Where you run into trouble with this is due to the condition, "with the lowest possible initial velocity." For a given point $(x,y)$ and a given uniform gravitational field, after you decide to use launch angle $\theta$ there is exactly one initial velocity $v_\min$ that will allow hitting $(x,y)$. If your initial velocity is any greater you will overshoot, and if it is any less you will undershoot.
Since you have decided to use launch angle $\theta$ and the initial velocity must then be $v_\min,$ it follows that the initial horizontal velocity must be $v_\min \cos\theta.$
Now what happens if $v_\min \cos\theta \neq v_{0x}$?
What happens is that the solution doesn't work. You set $v_{0y} = v_{0x} \tan\theta$ and this gives you an initial velocity $v = \sqrt{v_{0x}^2 + v_{0y}^2}$ that is either larger than $v_\min$ or smaller than $v_\min$ (as $v_{0x}$ is either larger or smaller than $v_\min \cos\theta$) and you either overshoot or undershoot.
What you need is a solution that does not restrict you to a "minimum" initial velocity or any other velocity that is not determined by $v_{0x}$.
Here is something for you to consider. Suppose you had a solution to this problem, that is, a formula for $v_{0y}$ given $v_{0x},$ $x_\mathrm{end},$ and $y_\mathrm{end}.$ If you launch your projectile with an initial velocity with components $v_{0x}$ and $v_{0y},$ what is the time at which the projectile with reach the point $(x_\mathrm{end}, y_\mathrm{end})$?
See if this allows you to work out $v_{0y}$.
Here's one more big fat hint. The initial launch angle and the total initial velocity are mere distractions in this problem.
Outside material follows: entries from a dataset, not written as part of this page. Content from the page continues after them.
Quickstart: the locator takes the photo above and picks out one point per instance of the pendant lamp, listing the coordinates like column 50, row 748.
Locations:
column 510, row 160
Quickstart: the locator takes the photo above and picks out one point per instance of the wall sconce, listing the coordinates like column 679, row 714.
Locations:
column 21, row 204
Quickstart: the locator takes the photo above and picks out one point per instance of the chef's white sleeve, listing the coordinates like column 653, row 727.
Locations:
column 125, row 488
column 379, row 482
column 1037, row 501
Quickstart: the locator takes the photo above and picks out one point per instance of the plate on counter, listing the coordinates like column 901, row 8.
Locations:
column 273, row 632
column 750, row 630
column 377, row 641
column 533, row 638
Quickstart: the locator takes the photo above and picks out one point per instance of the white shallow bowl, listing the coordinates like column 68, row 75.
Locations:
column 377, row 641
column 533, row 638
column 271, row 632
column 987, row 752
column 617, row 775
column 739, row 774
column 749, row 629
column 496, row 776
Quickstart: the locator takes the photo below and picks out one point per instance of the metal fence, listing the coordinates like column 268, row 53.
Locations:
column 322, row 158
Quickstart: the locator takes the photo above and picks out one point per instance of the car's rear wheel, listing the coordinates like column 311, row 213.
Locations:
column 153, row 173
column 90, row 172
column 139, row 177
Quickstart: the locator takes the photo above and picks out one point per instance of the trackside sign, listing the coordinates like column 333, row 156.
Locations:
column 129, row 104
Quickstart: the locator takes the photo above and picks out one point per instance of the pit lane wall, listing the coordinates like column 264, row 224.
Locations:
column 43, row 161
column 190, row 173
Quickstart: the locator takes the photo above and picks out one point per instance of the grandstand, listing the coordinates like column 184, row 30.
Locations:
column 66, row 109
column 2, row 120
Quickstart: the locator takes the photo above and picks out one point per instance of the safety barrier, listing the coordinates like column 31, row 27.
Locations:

All you need to determine is the velocity component $v_{0y}$, and in simple parabolic projectile motion (uniform gravity, no air resistance, no rotation, no curvature of the Earth) the horizontal motion and the vertical motion of the projectile depend only on their respective initial velocities and the amount of time that has passed.